I was lying on a metal table. My wrists and ankles tethered. My feet pushed up into stirrups. My head lolled around and someone dabbed at my mouth with a tissue.
“Is she worth keeping?” someone asked.
“For now she is—we’ll just have to wait on those eyes.” A pause and a sigh. “She’s ready for implantation. Transport her as soon as possible. Oh, and keep her heavily sedated; she keeps waking and fighting.”

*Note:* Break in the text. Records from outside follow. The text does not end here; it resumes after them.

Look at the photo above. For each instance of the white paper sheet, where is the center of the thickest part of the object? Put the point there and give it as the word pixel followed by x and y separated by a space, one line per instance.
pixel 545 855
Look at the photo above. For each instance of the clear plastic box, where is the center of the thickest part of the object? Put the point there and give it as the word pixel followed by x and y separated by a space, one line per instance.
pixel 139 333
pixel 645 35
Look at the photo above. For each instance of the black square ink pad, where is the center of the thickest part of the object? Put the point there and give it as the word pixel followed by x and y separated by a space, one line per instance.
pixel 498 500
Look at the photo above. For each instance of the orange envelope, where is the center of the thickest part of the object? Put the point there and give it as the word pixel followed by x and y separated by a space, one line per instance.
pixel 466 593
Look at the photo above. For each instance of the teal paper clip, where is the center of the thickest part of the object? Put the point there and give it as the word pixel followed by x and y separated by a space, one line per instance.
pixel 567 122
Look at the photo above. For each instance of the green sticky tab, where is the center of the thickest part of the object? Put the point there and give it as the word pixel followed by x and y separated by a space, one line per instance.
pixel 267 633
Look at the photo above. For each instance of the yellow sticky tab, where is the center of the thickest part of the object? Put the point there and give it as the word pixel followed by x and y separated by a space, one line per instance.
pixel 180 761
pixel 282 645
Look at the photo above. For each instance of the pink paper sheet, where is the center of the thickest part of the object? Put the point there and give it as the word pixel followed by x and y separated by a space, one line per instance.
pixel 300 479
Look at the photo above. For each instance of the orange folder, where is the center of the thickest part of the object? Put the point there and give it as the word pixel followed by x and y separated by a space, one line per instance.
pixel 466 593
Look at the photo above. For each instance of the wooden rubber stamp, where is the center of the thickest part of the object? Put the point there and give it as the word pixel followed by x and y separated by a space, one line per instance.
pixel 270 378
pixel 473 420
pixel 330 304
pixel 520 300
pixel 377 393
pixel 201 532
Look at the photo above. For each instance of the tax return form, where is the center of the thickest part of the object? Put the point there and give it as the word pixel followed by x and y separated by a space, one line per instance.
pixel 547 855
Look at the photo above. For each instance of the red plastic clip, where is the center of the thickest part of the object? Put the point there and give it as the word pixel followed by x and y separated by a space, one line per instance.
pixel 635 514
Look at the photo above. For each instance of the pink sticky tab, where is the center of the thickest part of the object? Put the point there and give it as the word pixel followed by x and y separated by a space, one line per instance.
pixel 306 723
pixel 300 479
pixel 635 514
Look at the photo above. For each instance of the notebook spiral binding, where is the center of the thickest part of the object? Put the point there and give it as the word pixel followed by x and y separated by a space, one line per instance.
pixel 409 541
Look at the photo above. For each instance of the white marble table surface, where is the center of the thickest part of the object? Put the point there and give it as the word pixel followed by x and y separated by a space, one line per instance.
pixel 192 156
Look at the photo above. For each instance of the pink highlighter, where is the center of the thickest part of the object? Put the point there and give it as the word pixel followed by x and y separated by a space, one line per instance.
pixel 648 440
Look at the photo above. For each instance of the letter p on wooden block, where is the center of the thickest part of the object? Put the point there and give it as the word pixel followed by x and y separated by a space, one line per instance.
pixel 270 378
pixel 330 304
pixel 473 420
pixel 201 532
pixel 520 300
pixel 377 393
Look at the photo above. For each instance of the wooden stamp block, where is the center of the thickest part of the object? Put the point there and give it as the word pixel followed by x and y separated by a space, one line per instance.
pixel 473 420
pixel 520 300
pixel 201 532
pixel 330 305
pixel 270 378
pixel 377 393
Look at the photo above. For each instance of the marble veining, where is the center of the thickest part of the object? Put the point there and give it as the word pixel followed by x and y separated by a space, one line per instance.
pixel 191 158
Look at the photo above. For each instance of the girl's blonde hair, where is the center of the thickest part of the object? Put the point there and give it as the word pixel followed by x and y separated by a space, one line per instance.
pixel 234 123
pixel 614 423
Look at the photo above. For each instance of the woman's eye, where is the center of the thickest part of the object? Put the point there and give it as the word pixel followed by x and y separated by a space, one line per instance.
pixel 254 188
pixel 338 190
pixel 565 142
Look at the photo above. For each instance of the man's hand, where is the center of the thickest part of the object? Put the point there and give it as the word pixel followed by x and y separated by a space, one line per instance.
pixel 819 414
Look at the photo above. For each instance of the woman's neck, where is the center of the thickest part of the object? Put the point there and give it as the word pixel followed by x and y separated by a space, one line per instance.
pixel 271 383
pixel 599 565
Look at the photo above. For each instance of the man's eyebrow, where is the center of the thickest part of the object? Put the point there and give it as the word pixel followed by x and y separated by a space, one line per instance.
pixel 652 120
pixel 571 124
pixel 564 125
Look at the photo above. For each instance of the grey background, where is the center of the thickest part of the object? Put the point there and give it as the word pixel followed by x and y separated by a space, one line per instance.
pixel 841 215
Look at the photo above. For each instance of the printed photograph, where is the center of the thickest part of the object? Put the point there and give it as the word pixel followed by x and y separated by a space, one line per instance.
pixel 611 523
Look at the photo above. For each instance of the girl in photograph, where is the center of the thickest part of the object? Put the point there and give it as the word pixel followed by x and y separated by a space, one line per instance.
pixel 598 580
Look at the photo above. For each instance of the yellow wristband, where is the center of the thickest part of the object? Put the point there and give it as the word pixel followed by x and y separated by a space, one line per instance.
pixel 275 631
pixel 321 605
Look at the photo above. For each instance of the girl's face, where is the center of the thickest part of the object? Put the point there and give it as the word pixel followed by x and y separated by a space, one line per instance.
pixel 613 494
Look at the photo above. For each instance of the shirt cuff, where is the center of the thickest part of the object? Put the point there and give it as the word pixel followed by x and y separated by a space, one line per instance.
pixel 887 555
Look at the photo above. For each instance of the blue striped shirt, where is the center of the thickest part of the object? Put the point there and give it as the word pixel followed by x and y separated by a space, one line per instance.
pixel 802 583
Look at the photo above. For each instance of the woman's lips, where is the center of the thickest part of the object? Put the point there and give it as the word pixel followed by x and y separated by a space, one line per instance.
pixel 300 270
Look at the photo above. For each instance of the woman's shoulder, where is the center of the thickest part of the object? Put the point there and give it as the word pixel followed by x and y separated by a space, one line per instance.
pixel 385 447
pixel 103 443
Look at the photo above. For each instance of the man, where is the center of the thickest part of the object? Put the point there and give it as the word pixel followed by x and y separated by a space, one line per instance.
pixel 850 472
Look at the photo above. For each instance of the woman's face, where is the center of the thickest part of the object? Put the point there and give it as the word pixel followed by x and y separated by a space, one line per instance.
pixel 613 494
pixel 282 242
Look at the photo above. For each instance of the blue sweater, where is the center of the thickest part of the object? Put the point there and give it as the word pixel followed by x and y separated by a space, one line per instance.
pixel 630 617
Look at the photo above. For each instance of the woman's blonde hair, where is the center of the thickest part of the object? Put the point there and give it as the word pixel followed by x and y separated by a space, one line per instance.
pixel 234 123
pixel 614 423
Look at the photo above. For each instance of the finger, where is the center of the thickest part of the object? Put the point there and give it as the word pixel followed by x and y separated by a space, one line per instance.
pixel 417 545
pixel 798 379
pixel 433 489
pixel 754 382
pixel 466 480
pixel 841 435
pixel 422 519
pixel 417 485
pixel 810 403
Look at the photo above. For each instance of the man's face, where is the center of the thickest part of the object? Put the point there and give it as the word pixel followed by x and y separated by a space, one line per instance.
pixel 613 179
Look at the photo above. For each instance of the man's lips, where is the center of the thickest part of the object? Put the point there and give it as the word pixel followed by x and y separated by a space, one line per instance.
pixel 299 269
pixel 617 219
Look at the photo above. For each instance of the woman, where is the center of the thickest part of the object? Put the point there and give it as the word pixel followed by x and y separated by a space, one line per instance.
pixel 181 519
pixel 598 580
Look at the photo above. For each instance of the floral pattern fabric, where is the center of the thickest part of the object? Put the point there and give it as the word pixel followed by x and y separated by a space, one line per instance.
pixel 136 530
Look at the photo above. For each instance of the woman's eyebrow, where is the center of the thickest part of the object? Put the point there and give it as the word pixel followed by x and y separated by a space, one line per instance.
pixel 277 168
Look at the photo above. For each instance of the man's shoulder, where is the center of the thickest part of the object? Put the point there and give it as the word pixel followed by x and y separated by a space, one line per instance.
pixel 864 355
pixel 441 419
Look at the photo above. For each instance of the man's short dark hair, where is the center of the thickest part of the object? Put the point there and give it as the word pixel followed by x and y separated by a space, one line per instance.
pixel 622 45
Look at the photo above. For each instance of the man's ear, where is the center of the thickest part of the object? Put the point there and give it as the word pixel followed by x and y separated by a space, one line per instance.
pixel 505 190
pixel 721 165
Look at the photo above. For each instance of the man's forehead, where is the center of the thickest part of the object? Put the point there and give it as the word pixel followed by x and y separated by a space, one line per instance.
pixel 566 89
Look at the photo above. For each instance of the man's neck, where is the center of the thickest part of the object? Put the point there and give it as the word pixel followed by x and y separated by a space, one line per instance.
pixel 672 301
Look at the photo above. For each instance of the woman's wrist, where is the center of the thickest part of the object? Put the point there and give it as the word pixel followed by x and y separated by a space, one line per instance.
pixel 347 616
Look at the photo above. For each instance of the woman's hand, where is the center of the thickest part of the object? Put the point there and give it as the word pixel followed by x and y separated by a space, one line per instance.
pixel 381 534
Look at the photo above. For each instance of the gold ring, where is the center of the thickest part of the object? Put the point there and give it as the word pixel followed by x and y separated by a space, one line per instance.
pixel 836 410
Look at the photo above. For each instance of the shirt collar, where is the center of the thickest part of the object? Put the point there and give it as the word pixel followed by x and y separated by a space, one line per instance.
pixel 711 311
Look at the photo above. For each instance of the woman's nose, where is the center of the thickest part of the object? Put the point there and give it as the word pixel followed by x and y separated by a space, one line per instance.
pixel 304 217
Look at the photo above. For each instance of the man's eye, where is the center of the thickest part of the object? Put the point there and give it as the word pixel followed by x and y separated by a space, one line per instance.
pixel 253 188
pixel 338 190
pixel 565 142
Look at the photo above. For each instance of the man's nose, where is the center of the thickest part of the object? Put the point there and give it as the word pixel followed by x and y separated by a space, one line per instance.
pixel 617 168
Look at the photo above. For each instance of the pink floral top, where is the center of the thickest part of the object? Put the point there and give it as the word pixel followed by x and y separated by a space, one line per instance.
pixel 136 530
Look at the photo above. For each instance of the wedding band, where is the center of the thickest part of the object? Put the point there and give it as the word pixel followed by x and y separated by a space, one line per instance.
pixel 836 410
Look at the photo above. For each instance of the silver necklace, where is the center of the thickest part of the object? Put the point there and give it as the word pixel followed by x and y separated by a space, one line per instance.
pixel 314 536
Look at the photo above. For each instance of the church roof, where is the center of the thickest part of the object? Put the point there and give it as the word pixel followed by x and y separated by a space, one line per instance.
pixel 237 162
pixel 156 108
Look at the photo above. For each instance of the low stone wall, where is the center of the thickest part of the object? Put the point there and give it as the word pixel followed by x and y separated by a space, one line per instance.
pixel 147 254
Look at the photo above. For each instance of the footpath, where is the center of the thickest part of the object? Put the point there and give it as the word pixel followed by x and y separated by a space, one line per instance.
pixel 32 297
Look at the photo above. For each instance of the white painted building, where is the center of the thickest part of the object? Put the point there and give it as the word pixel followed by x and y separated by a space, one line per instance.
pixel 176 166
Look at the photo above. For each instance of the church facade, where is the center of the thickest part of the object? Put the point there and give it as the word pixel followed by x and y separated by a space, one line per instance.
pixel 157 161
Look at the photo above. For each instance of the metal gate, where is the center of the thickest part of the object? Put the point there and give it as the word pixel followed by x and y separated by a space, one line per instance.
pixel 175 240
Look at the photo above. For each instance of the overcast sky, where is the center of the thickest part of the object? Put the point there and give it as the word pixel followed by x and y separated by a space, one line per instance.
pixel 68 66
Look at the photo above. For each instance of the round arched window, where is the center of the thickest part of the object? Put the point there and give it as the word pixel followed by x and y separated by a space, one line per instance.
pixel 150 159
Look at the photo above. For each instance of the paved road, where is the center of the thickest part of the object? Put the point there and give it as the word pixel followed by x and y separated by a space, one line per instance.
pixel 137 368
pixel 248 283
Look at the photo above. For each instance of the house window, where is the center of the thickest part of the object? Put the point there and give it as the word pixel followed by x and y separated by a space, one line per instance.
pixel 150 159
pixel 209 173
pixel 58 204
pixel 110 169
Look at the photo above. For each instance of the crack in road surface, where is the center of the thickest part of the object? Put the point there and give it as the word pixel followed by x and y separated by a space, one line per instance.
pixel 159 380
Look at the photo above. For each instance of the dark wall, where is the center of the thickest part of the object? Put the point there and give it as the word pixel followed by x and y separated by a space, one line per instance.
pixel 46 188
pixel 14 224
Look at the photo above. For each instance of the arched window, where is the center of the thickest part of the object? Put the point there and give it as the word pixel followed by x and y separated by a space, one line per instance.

The memory pulled away like a blanket and I was standing back in the white room, shivering from imagined cold, with Joseph watching me. I ran my hands over my wrists, reliving the way the restraints rubbed away at my skin. They hurt still. I shook my head and made my way over to him, my eyes watery, my body feeling pinched and weak.
“Get me out of here,” I said. “I don’t want a baby.”
“What?”
Where did the old world end and the current one begin? I felt half-in, half-out.
“Oh, sorry, I don’t know what I’m saying.” I put my hand to my forehead, confused, like I’d been drugged.
Joseph’s voice was calming, but had an edge of a grumble to it. “It’s ok. You’ll be ok. Just hang on.”
They said two weeks. Joseph argued with them, especially on my behalf. Being trapped held a special sense of horror for me that it didn’t for the others. But I heard them all at different times, pleading and yelling. Deshi was beside himself too. They had placed Hessa on the other side of a glass wall as they had Orry.